Five Finger Death Punch have become a household name in the world of metal music. Formed in 2005, they quickly shot to the top of the modern metal scene. Their latest album: “And Justice for None”, their 7th in a little over 10 years, attempts to re-establish them at the top of the mountain after a couple of years of controversy, mainly involving singer Ivan Moody. Whether you love them or hate them, you can’t argue with their work rate. They make catchy, melodic metal music, and this album is no different.


The expected trademarks are present from the start; beefy guitar riffs, ominous sounding vocals, tight thumping drums. Subtlety is not their strong suit. But why should it be?. “Fake” is a smack in the face with everything that makes Five Finger Death great. It gets your foot stomping and your head banging and it’s a great way to kick off the album.


The album features two cover songs, each one vastly different from the other, but both very good. The first, “Blue on Black”, originally by Kenny Wayne Shephard, is a bluesy, southern rock song that wouldn’t sound out of place on a Black Stone Cherry record. It’s catchy, it’s got a great chorus (it’s essentially a pop song), and shows the range of the band. Specifically Ivan Moody, whose voice is utilized in a variety of different styles throughout the album, all of which he pretty much nails. Whether he’s wailing away in songs like “Top of the World”, or showing off his clean voice in power ballads like “I Refuse”. Even his pseudo ‘Rapping’ in “Sham Pain” is impressive. His ability to switch between these styles at a moment’s notice is testament to his skill as a vocalist.

The second cover is of The Offspring’s “Gone Away”. On paper this is a really strange pairing, but it really works. It’s atmospheric, melancholic, and there’s a great guitar solo on display. Again, Moody’s vocals impress.


Much of the lyrics deal with Moody’s hatred of either the rest of the world, or himself. It’s very angsty and at times a little on the nose. “Sham Pain” is literally a rant about the things he doesn’t like, the people who don’t like him and the difficulties of being a success in the music industry. It just felt petty, unnecessary and way too literal. “Fake” uses so many f-bombs you lose count. It’s like when a kid finds out about “bad words” and uses them in every other sentence to sound cool. The lyrics aren’t bad, but I think they’re cheapened by excessive swearing.


The guitar playing on And Justice For None is fantastic. “Top of the World” has chunky, groovy riffs throughout. As does “It Doesn’t Matter”. Similar to Moody’s ability to experiment with different vocal styles, the guitarists also show incredible range. The Acoustic guitar solo on “I refuse” is exceptional. The bluesy solo on “Blue on Black” is also great, but if more traditional shredding is your thing, look no further than “Stuck in my Ways”.
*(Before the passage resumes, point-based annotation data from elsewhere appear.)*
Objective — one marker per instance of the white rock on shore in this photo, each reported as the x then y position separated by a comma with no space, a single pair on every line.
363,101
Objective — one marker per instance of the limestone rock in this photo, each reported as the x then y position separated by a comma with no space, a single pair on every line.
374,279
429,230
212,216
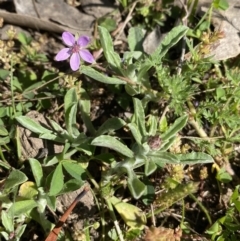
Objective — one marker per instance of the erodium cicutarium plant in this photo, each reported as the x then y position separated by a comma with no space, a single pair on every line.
76,50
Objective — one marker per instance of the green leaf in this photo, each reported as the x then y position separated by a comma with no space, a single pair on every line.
223,176
162,158
22,207
57,182
136,187
175,128
15,178
221,4
112,143
4,74
133,216
85,107
139,116
195,158
112,57
74,169
110,125
135,39
32,125
57,127
36,170
103,78
3,131
169,41
135,132
7,221
108,23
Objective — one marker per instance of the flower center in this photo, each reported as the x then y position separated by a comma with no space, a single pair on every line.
75,48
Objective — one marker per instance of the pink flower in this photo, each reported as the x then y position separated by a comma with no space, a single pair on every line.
76,50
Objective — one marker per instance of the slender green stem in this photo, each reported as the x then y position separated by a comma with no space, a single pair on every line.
111,211
92,180
12,93
202,207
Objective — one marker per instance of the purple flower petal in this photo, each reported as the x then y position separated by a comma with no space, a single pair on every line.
86,56
83,41
75,61
68,38
63,54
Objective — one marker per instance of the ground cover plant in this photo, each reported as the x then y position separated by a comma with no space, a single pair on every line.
152,137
Towards the end of the album, we get a couple of ‘in-between’ songs. They’re not ballads, but they’re not the typical fast metal songs either. They’re not the strongest songs but the breakdown section of “Bloody” is. It’s absolutely dripping with groove and, although it’s brief, it’s one of the highlights of the album for me.


And Justice For None is a very solid offering. The diversity shown on each song is brilliant. Five Finger Death Punch are willing to experiment with a variety of different styles that, in theory, shouldn’t work. But they make it work. They’re able to mix and match genres with a fluidity that is rarely seen, all while maintaining the integrity of the band and what makes the band great. Sure, the lyrics are cheesy, and it may get a little long-winded towards the end. But overall the album does everything it’s supposed to, and much more.